A Whisper to the Reader
Twain's "Whisper to the Reader" is a surreal brief introduction to the text. In it he first makes claims for the accuracy of the courtroom scenes in the book, then refers to his stay in Italy, where Pudd'nhead Wilson was written. Twain says he has gotten his legal knowledge from a failed Missouri lawyer who now lives in Florence and works in a horsefeed shed owned by a "Macaroni Vermicelli." Macaroni's horsefeed shed is just around the corner from a spot where, according to Twain, Dante used to sit and watch his child paramour Beatrice as she came home from school. Twain also notes that he's been writing in a villa outside Florence with busts of ancient Florentines looking over him and adding their sanction to his work: his own ancestors, he says, are "but spring chickens" in comparison.
In this introduction Twain mixes a rough-and-tumble American ethos into an old-world setting. Beatrice is not the distant, ethereal child-beauty of Dante's poetry but a little girl scrambling through the streets, throwing wads of cake at opposing political factions. The section is an irreverent mixture of high-class and vulgar, old and new, serious and farcical--in other words, a perfect microcosm of Twain's work. A note of seriousness is present, though, in Twain's claims of legal accuracy and his nod to tradition and history. Pudd'nhead Wilson is to be a tragedy, as its title claims, and despite the playfulness, something important is at stake. By informing the reader that the book was written in Italy, and by making at least a frivolous attempt to place himself in a larger and older tradition, Twain suggests that his book describes a set of problems not exclusive to America; he also argues for his place in the canon of not just American but world literature.

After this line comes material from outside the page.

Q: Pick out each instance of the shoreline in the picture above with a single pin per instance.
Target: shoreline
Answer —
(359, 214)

Importantly, too, Twain emphasizes the importance of the legal system to his story but also makes it ridiculous--his legal consultant is a failed Southern lawyer who has never practiced and is now a full-time stable-boy, and the Florentine senators whose statues overlook his study epitomize not justice but corruption. The legal system will be crucial to the plot of Pudd'nhead Wilson, and by beginning to spoof it here Twain reminds his reader to interrogate the concepts of justice and legality that will be encountered in this book.